Symptoms of gastric motility disorders are common clinical manifestations of functional gastrointestinal disorders (FGIDs), and are triggered and exacerbated by stress, but the neural pathways underpinning them remain unclear.

METHODS

We set-up a mouse model by gastric dilation (GD) in which the gastric dynamics were assessed by installing strain gauges on the surface of the stomach. The neural pathway associated with gastric motility disorders was investigated by behavioral tests, electrophysiology, neural circuit tracing, and optogenetics and chemogenetics involving projections of the corticotropin-releasing hormone (CRH) from the paraventricular nucleus of the hypothalamus (PVN) to acetylcholine (ChAT) neurons in the dorsal motor nucleus of the vagus (DMV).

RESULTS

We found that GD induced gastric motility disorders were accompanied by activation of PVN neurons, which could be alleviated by strategies that inhibits the activity of PVN neurons.

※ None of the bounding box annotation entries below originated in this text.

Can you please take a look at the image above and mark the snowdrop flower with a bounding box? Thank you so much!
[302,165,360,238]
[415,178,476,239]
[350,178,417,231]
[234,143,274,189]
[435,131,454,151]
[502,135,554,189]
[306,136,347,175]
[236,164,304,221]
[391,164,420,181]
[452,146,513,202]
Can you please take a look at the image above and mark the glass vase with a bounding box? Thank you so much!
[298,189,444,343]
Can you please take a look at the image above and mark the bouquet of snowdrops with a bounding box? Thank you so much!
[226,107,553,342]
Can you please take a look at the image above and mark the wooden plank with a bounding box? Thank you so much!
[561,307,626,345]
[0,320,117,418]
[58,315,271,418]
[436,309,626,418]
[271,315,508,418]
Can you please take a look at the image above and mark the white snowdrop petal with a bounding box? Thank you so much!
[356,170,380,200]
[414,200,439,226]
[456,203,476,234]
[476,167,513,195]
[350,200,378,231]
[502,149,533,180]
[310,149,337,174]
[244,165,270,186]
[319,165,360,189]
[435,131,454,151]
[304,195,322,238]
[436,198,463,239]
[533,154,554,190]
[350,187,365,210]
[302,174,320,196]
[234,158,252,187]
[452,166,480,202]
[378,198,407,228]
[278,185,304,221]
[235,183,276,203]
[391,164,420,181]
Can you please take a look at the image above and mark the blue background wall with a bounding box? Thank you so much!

In addition, we identified a neural pathway in which PVN neurons project into DMV neurons, modulated activity of the PVN →DMV pathway to alleviate gastric motility disorders induced by GD.

DISCUSSION

These findings indicate that the PVN →DMV pathway may mediate at least some aspects of GD related gastric motility, and provide new insights into the mechanisms by which somatic stimulation modulates the physiological functions of internal organs and systems.